In the early 20th century, battles in World War I, occurred in series of parallel trenches. If an attacking army forced the enemy to abandon a trench, the defenders used to move back to the next trench. The handy adjustments were far more preferable to losing the battle completely. Retrenchment, a popular business strategy now, owes its origin to this trench warfare. Firms that follow retrenchment strategy generally shrink one or more business units.
Retrenchment is accompanied often by laying off employees. This reduces the overall cost of management and provides a better way to manage the employees more productively. This type of strategy is best applicable to a saturated and low margin market such as groceries where retailers look to add non-food merchandise to their stocks to improve the bottom line.
Some better and more effective strategies are needed for some firms to survive and become successful in the future. Divestment means selling off a portion of the firm’s operations. Sometimes, divestment usually reverses a forward vertical integration strategy, such as in the case where Ford sold Hertz. Divestment can also lead to reverse backward vertical integration.
General Motors (GM), once turned their parts supplier, called Delphi Automotive Systems Corporation, from the original GM subsidiary into a newly formed and independent firm. This was done via a spin-off, which includes creating a completely new company the stock of which is owned by investors. This often accompanies stock splits for large companies.

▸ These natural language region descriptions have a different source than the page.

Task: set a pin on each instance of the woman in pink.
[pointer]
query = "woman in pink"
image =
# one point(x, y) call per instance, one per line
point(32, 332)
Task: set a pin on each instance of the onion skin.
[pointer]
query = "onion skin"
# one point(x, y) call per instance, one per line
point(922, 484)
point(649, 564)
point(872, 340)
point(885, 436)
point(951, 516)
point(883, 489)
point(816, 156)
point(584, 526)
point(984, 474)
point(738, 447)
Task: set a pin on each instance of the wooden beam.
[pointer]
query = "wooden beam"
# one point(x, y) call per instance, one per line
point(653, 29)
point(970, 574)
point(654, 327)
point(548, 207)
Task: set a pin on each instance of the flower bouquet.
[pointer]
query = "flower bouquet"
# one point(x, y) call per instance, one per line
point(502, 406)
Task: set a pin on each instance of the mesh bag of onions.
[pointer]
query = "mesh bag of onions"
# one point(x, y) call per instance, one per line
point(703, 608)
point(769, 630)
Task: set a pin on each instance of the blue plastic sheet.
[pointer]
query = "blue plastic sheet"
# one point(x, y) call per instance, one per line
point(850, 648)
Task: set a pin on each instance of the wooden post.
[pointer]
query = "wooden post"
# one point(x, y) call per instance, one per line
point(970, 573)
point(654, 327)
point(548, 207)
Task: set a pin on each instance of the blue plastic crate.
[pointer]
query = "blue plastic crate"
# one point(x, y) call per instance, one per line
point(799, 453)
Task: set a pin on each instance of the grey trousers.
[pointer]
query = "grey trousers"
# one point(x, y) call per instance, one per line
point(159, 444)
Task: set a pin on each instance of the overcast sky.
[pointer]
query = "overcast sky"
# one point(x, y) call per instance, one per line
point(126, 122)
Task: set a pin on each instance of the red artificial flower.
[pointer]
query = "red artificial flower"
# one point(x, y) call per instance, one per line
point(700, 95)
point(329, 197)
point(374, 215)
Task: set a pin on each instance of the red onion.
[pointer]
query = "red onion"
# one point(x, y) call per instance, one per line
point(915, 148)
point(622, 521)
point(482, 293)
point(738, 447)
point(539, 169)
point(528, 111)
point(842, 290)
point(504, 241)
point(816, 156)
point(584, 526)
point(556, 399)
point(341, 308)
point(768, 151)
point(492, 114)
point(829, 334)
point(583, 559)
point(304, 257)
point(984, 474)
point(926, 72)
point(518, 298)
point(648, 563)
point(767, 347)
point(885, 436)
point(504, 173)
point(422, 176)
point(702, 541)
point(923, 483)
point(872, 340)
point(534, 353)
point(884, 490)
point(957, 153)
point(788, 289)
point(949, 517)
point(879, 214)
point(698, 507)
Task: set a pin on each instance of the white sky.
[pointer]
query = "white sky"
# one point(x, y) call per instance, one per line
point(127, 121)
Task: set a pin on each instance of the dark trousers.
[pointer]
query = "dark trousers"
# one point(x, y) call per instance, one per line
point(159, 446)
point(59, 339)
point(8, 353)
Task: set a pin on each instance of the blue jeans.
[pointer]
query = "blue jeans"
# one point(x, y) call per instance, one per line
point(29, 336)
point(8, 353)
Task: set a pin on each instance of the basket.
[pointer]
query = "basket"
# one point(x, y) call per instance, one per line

Divestment can also help the company to undo diversification strategies. Firms that have engaged in unrelated diversification find the diversification strategies more useful. Investors, however, often find it complex to understand the process of diversified firms, and this can result in relatively poor performance by the stocks of such firms. This is called diversification discount.
Executives sometimes break up diversified companies to derive the stock value. Sometimes, the operations of a firm have no value at all. When sale of a part of business is not possible, the best option may be liquidation. In liquidation, the parts that generate no value are simply shut down, often at a tremendous financial loss.
GM has liquidated its Geo, Saturn, Oldsmobile, and Pontiac brands. Such moves are painful as large portions of investments have to be written off, but becoming “leaner and meaner” may at least save the company from becoming obsolete.